7. Creating Interplay Options
Lastly, let’s check out how we are able to create interacting options by combining two or extra current options, which may help seize extra complicated relationships. For instance, a mannequin may profit from realizing if it’s a “weekday morning” versus a “weekend morning.”
# From our earlier part “Calculating Rolling Window Statistics”
df[‘rolling_mean_3’] = df[‘sales’].rolling(window=3).imply()
# A characteristic for the distinction between a day’s gross sales and the 3-day rolling common
df[‘sales_vs_rolling_mean’] = df[‘sales’] – df[‘rolling_mean_3’]
print(df.head())
# From our earlier part “Calculating Rolling Window Statistics”
df[‘rolling_mean_3’] = df[‘sales’].rolling(window=3).imply()
# A characteristic for the distinction between a day’s gross sales and the 3-day rolling common
df[‘sales_vs_rolling_mean’] = df[‘sales’] – df[‘rolling_mean_3’]
print(df.head())
Output:
gross sales rolling_mean_3 sales_vs_rolling_mean
date
2025-07-01 88 NaN NaN
2025-07-02 78 NaN NaN
2025-07-03 64 76.666667 -12.666667
2025-07-04 92 78.000000 14.000000
2025-07-05 57 71.000000 -14.000000
gross sales rolling_mean_3 sales_vs_rolling_mean
date
2025–07–01 88 NaN NaN
2025–07–02 78 NaN NaN
2025–07–03 64 76.666667 –12.666667
2025–07–04 92 78.000000 14.000000
2025–07–05 57 71.000000 –14.000000
The probabilities for such interacting options are limitless. The larger your area information and creativity, the extra insightful these options can grow to be.
Wrapping Up
Time-series characteristic engineering is equal components artwork and science. Area experience is undeniably invaluable, however so is a powerful command of instruments like Pandas to assist present the muse for creating options that may assist enhance mannequin efficiency and in the end resolve issues.

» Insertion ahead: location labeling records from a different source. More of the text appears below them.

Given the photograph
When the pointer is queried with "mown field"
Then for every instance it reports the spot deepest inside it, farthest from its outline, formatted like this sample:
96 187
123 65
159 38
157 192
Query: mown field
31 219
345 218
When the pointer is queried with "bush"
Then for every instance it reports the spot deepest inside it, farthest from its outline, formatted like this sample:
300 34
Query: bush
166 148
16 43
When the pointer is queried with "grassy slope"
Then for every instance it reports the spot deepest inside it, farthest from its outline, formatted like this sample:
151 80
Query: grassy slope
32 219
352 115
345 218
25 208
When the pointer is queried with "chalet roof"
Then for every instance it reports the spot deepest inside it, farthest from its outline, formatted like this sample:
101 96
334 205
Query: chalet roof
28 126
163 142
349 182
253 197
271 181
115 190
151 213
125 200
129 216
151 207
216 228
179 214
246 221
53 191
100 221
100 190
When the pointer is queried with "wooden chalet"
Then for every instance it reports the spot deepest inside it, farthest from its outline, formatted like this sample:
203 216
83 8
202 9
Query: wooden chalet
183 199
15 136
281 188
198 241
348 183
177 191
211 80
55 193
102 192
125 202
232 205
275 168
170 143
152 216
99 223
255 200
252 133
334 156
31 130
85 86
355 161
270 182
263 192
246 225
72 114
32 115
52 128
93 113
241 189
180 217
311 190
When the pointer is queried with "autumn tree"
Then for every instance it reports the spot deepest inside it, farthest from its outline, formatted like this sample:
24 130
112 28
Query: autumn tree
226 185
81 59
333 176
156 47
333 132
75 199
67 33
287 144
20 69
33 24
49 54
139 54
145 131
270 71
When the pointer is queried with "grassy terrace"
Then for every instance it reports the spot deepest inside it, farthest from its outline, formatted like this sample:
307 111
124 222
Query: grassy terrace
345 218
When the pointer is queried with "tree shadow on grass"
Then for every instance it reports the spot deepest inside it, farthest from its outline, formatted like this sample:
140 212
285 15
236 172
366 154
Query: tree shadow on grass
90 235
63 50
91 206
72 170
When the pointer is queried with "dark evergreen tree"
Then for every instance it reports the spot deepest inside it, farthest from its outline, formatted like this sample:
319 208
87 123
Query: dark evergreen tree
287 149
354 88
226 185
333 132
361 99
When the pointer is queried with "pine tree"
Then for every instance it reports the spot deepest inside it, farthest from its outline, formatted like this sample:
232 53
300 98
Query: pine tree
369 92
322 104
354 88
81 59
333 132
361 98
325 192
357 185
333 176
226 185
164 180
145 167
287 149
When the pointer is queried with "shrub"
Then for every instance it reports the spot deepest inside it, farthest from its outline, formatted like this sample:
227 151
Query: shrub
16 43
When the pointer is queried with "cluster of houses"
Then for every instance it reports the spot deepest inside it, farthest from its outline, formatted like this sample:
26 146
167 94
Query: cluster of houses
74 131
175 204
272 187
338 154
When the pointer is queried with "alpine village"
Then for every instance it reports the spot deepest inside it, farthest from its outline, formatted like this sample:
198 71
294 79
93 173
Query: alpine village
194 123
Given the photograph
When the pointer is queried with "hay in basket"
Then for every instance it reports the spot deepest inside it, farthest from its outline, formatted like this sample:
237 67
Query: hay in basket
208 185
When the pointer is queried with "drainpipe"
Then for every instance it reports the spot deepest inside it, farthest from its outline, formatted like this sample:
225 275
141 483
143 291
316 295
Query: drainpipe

The seven tips lined right here — from extracting datetime parts to creating complicated interactions — are highly effective constructing blocks for any time-series evaluation or forecasting process. By profiting from Pandas and its highly effective time-series capabilities, you’ll be able to extra successfully uncover the hidden patterns inside your temporal knowledge.